A história não é nova: uma bela princesa presa na torre de um castelo espera que um príncipe vá resgatá-la. Neste caso, o herói (ou melhor, anti-herói) é um ogro, e a herdeira do trono não é tão bonita assim. Essa história também já foi contada e vista no cinema. Mas agora ganhou uma versão nacional, virou musical e estreia no Teatro João Caetano.
Com direção de Diego Ramiro, o espetáculo baseado no primeiro longa da franquia (2001) mescla referências das versões teatrais apresentadas na Broadway (Nova York) e no West End de Londres.
— O brasileiro está começando a se acostumar aos musicais. É uma mudança de comportamento, mesmo — comemora o diretor.
Depois de quatro etapas de audições, Diego Luri foi escolhido o “assustador” ogro que vive isolado num pântano do reino de Tão Tão Distante.
— O mais difícil foi encontrar o tom exato do personagem. Ele é um monstro mal-educado e grosso, mas tem um coração enorme, é sensível, fofo — conta o ator de musicais que começou a cantar em um coro de igreja.
Para se transformar no gigante esverdeado, além de enchimentos, Diego usa uma prótese e enfrenta três horas de caracterização.
— A roupa é bem quente e pesada. Mas isso resolvemos com muita fisioterapia e ventiladores — brinca o ator.

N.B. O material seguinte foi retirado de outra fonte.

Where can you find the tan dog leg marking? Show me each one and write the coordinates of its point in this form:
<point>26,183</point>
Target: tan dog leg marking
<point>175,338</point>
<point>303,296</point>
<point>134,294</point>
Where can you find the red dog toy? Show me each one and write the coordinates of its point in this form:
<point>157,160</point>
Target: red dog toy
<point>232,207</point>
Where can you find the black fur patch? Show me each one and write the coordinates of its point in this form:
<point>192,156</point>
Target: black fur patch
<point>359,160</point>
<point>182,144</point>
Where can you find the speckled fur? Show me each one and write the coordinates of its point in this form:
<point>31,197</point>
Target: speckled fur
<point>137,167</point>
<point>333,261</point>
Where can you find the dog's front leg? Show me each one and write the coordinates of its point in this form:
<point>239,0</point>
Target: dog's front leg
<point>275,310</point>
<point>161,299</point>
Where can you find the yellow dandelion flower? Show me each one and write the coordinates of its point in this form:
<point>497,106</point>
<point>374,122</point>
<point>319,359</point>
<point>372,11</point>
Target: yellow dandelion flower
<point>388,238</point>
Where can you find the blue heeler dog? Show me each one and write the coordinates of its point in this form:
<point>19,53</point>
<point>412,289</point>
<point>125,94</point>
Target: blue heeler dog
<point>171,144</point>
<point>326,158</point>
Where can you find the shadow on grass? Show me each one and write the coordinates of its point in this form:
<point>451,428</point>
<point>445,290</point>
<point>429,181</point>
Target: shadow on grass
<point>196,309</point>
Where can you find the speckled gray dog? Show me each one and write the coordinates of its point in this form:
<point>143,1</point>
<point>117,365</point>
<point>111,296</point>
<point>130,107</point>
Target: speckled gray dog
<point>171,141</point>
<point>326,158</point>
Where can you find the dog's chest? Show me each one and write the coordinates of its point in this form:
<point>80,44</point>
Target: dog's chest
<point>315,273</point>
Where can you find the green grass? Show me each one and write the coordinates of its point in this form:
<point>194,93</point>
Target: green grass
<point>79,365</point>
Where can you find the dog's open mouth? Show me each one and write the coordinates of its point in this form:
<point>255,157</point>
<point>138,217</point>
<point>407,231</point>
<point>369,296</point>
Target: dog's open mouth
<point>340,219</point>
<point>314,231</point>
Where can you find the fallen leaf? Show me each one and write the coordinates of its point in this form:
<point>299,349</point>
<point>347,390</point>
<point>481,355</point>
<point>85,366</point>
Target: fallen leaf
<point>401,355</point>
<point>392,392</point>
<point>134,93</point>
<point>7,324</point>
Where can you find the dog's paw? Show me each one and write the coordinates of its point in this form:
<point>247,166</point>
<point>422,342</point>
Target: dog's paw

Para fazer par romântico com o protagonista, a atriz Sara Sarres (“O fantasma da ópera”, “Les misérables” e “O Mágico de Oz”) foi escalada para o papel de Fiona.
E quem dá vida ao impagável Burro — dublado nos filmes pelo comediante Eddie Murphy — é o humorista Rodrigo Sant’Anna (a Valéria do “Zorra total”, da TV Globo).
— O convite veio de forma inesperada, e minha primeira reação foi dizer que não cantava — conta Rodrigo, que rouba a cena em diversos momentos. — O personagem é incrível, tem uma pegada de malandro, usa uma linguagem bem coloquial, de rua. Tento só não falar muito errado, já que é um infantil.
E o Burro também tem seu “final feliz” nessa história. Assim como no filme, ele termina com a dragoa (um boneco com oito metros, 30 quilos e cinco manipuladores), que entra em cena voando e cuspindo fogo atrás de seu amor.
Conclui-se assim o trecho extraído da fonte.